Lyceum charges strictly per token, keeping costs predictable. At $0.25 per million input tokens and $0.75 per million output tokens, a typical document parsing workload is economical. For example, processing 1,000 invoices, where each invoice consumes roughly 2,000 input tokens for the image and prompt and generates 300 output tokens for the extracted JSON, results in a total consumption of 2 million input tokens and 300,000 output tokens. This batch costs $0.50 for input and $0.225 for output, totaling $0.725. You achieve OCR and data extraction without the overhead of maintaining dedicated infrastructure.
Running Qwen2.5-VL-72B on EU-sovereign infrastructure
Why run Qwen2.5-VL-72B on Lyceum
For European enterprises and AI startups, data residency is not optional. When processing sensitive multimodal data, such as medical scans, financial documents, or factory floor security footage, sending that data to US-based hyperscalers or API providers introduces severe compliance risks. Lyceum Technology solves this by serving Qwen2.5-VL-72B entirely from our eu-north1 region. Your images, videos, and prompts are processed on EU-sovereign infrastructure, ensuring strict adherence to GDPR and providing a clear path to AI Act compliance.

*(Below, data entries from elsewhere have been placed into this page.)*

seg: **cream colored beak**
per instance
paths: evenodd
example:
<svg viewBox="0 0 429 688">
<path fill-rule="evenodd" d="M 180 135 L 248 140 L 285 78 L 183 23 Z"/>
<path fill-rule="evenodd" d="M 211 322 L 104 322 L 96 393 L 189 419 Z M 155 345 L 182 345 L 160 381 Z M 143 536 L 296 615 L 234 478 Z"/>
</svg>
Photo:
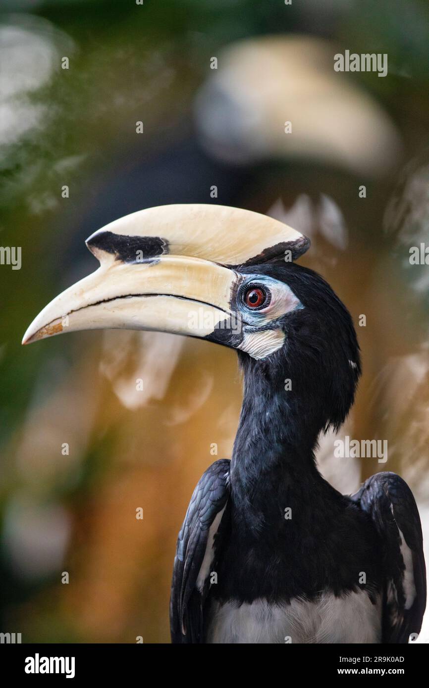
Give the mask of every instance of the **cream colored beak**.
<svg viewBox="0 0 429 688">
<path fill-rule="evenodd" d="M 23 344 L 79 330 L 156 330 L 204 337 L 231 316 L 236 273 L 198 258 L 125 264 L 113 257 L 54 299 Z"/>
<path fill-rule="evenodd" d="M 87 241 L 101 267 L 54 299 L 23 344 L 79 330 L 156 330 L 210 337 L 238 334 L 231 302 L 242 277 L 234 268 L 308 248 L 300 232 L 238 208 L 171 205 L 121 217 Z M 216 332 L 216 341 L 227 343 Z"/>
</svg>

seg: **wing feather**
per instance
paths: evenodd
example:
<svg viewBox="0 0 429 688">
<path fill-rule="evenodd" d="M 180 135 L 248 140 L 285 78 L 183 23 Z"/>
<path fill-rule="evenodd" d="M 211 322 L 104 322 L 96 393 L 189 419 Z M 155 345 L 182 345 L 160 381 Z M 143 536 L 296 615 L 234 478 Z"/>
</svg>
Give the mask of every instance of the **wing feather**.
<svg viewBox="0 0 429 688">
<path fill-rule="evenodd" d="M 170 626 L 171 641 L 203 641 L 203 607 L 209 588 L 206 581 L 196 587 L 206 553 L 210 526 L 228 499 L 230 462 L 215 462 L 205 471 L 193 491 L 177 541 L 171 583 Z"/>
</svg>

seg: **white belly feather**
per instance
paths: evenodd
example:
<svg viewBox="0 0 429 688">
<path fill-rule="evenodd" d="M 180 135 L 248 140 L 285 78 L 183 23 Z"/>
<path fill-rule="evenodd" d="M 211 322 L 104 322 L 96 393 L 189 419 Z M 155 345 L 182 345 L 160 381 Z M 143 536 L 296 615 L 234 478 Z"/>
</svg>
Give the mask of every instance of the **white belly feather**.
<svg viewBox="0 0 429 688">
<path fill-rule="evenodd" d="M 335 597 L 324 593 L 315 601 L 295 599 L 274 605 L 215 603 L 207 643 L 379 643 L 379 601 L 373 604 L 364 591 Z"/>
</svg>

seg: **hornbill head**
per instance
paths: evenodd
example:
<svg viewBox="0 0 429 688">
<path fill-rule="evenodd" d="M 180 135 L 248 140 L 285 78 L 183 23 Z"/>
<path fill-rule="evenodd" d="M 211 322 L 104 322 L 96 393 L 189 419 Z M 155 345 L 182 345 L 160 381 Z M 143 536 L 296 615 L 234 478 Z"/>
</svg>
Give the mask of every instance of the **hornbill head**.
<svg viewBox="0 0 429 688">
<path fill-rule="evenodd" d="M 293 261 L 309 240 L 278 220 L 222 206 L 134 213 L 87 240 L 101 266 L 54 299 L 23 343 L 79 330 L 187 334 L 237 350 L 271 393 L 285 380 L 320 427 L 338 427 L 360 372 L 350 314 Z"/>
</svg>

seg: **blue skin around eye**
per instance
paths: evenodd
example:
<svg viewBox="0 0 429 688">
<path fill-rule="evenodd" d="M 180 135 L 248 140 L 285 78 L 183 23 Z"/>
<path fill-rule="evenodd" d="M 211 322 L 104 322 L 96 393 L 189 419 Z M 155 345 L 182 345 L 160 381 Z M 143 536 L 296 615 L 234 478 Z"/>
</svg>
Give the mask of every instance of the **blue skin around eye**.
<svg viewBox="0 0 429 688">
<path fill-rule="evenodd" d="M 247 275 L 246 279 L 243 281 L 240 286 L 240 292 L 242 292 L 244 289 L 246 289 L 249 286 L 253 283 L 255 286 L 258 284 L 262 284 L 263 286 L 266 287 L 266 288 L 271 292 L 272 295 L 273 290 L 277 289 L 285 295 L 289 293 L 293 294 L 294 298 L 297 298 L 291 288 L 288 286 L 287 284 L 285 284 L 284 282 L 280 282 L 277 279 L 273 279 L 272 277 L 269 277 L 266 275 Z M 238 299 L 238 301 L 237 305 L 238 310 L 242 314 L 243 319 L 248 325 L 260 327 L 265 323 L 268 324 L 275 322 L 275 320 L 278 319 L 275 319 L 273 321 L 270 319 L 269 314 L 264 313 L 262 310 L 251 311 L 250 309 L 246 308 L 242 302 L 241 299 Z M 269 308 L 269 305 L 268 308 Z M 301 308 L 304 308 L 304 306 L 300 301 L 298 301 L 297 305 L 292 310 L 298 310 Z"/>
</svg>

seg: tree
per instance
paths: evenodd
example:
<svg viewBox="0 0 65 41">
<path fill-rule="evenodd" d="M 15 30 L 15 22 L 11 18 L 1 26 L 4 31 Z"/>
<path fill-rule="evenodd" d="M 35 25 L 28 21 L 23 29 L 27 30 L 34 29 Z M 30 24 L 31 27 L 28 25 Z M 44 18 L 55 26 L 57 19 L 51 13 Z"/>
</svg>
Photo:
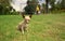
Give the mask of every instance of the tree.
<svg viewBox="0 0 65 41">
<path fill-rule="evenodd" d="M 26 14 L 34 14 L 36 12 L 37 0 L 28 0 L 27 6 L 25 8 Z"/>
<path fill-rule="evenodd" d="M 49 3 L 49 0 L 46 0 L 46 13 L 48 13 L 48 3 Z"/>
</svg>

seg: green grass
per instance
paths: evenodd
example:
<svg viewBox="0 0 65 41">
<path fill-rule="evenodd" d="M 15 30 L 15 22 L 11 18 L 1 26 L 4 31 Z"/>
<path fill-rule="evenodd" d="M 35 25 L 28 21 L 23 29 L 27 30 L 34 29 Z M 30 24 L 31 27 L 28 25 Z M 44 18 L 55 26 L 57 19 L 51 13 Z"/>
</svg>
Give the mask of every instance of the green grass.
<svg viewBox="0 0 65 41">
<path fill-rule="evenodd" d="M 22 35 L 20 15 L 0 15 L 0 41 L 65 41 L 65 14 L 32 15 L 28 32 Z"/>
</svg>

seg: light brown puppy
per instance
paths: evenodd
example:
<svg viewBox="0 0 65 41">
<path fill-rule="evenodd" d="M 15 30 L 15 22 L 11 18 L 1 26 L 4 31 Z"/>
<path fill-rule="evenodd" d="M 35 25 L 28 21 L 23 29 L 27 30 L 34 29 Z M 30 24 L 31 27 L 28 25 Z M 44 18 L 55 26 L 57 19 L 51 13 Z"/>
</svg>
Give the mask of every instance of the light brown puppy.
<svg viewBox="0 0 65 41">
<path fill-rule="evenodd" d="M 29 16 L 24 16 L 24 20 L 18 24 L 18 30 L 24 33 L 24 31 L 27 31 L 27 26 L 30 20 L 30 15 Z"/>
</svg>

Unlike many API providers that act as middlemen renting capacity from AWS or Google Cloud, Lyceum owns and operates its GPU infrastructure. This structural advantage allows us to offer Qwen2.5-VL-72B at highly competitive per-token rates without base fees or egress charges. You get the performance of a 72-billion parameter model without the financial burden of provisioning dedicated H100 clusters.
The platform prevents vendor lock-in through open-stack transparency. The inference engine is built on open-source technologies like vLLM and NVIDIA Dynamo, ensuring that you can self-host your LLM API on EU infrastructure if scale demands it. A drop-in OpenAI-compatible API makes it trivial for engineering teams to switch from proprietary US models to Qwen2.5-VL-72B. Updating the base URL and API key instantly upgrades the application with multimodal capabilities while securing data within Europe.